Convict wins appeal based on jury’s racial makeup

Antonio Garcia-Dorantes, convicted of murder in 2001, now faces deportation

Antonio Garcia-Dorantes' mug shot from the Michigan Department of Corrections.

GRAND RAPIDS, Mich. (WOOD) — A man convicted of murder who argued a jury selection glitch prevented him from getting a fair trial will be resentenced to time served, but now he’s expected to be deported.

Antonio Garcia-Dorantes was found guilty of stabbing two men in Grand Rapids in October 2000, killing one of them. He has claimed self-defense in the case. After he was convicted of second-degree murder in September 2001 and then sentenced to between 15 and 50 years in prison, he filed several appeals that failed.

Then he filed a federal habeas corpus petition claiming his Sixth Amendment right to a fair trial was violated. He based that argument on the discovery of the computer glitch that had blocked minorities from the jury selection process in Kent County during the time of his trial.

“For reasons that were never clear to me, some of the zip codes in Kent County were underrepresented by the computer program,” 17th Circuit Court Chief Judge Donald Johnston explained.

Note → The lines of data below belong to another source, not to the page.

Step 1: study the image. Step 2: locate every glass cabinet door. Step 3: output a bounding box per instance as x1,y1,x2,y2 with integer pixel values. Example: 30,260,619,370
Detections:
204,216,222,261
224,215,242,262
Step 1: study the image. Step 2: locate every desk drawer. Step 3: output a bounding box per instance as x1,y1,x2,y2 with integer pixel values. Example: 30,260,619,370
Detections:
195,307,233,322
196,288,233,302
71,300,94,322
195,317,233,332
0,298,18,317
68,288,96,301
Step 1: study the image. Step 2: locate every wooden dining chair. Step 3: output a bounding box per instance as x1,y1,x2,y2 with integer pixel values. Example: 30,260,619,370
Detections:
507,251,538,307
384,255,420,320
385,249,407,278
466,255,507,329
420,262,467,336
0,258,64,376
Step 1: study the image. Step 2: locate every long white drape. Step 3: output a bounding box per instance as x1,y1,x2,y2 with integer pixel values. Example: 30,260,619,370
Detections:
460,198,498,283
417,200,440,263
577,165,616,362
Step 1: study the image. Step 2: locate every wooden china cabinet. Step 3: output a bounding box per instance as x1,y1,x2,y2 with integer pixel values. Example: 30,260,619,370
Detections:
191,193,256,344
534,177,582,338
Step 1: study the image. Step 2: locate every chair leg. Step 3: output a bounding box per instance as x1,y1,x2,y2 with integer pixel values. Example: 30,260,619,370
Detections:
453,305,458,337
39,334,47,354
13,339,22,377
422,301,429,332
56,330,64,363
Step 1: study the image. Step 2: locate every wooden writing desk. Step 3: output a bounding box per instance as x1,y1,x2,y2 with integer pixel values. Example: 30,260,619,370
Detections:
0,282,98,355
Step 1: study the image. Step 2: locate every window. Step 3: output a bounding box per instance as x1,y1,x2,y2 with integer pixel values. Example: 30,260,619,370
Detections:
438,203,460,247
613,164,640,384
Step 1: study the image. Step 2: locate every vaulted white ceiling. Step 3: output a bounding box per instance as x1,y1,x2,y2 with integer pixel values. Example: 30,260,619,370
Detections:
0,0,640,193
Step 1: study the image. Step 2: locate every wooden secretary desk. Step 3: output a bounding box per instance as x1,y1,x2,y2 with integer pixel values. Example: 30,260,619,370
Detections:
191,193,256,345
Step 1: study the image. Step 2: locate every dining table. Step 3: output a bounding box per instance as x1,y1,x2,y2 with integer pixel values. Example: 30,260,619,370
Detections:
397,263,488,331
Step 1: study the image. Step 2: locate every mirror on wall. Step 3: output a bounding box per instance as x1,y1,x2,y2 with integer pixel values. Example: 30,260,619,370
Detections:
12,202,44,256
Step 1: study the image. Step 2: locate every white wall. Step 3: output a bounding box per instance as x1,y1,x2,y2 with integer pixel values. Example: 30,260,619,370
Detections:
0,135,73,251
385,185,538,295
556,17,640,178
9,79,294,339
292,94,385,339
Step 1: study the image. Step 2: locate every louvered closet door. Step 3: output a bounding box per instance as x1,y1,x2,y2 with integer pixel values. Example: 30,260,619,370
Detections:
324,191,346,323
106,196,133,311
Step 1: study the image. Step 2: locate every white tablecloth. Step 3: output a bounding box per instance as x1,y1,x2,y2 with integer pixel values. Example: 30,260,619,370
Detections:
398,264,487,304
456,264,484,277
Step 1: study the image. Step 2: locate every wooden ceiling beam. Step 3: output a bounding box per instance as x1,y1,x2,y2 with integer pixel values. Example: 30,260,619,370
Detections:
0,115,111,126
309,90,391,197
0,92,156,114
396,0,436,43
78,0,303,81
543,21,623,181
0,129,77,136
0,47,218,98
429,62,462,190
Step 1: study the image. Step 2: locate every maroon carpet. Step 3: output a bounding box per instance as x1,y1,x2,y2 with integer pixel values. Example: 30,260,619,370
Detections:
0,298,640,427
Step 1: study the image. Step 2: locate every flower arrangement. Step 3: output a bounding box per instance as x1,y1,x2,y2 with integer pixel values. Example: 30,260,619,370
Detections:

In his appeal, Garcia-Dorantes argued underrepresentation of minorities in the jury pool led to an unbalanced racial composition in his jury.

“There was no record made of the actual composition of the defendant’s jury and I frankly don’t remember whether there were minorities on it or not,” Johnston said.

Regardless, in a September 2015 ruling, the U.S. Sixth Circuit Court of Appeals agreed with Garcia-Dorantes that his constitutional rights had been violated.

As a result, Kent County prosecutor struck a deal with Garcia-Dorantes that will resentence him to time served. However, that doesn’t mean he will simply go free in Michigan.

“We will inform the Immigration and Customs Enforcement people of the sentencing date so they’ll know to be here and they will pick him up and take him back to his native land,” Johnston said.

Garcia-Dorantes is set to be resentenced June 28.

Johnston and Kent County Chief Assisting Prosecuting Attorney Chris Becker say that the case sets a potential standard for other cases.

“Based on this decision, there may be cases down the road that we may have to retry,” Becker said.

“There are other murder cases from the same time period which now may have defendants raising the same issue,” Johnston agreed.

The malfunction affecting minorities in juries has since been fixed. However, Target 8 discovered in April 2015 that minorities are still underrepresented on juries in Kent and Kalamazoo counties. Some legal experts believe the system Michigan uses to select jurors may be to blame.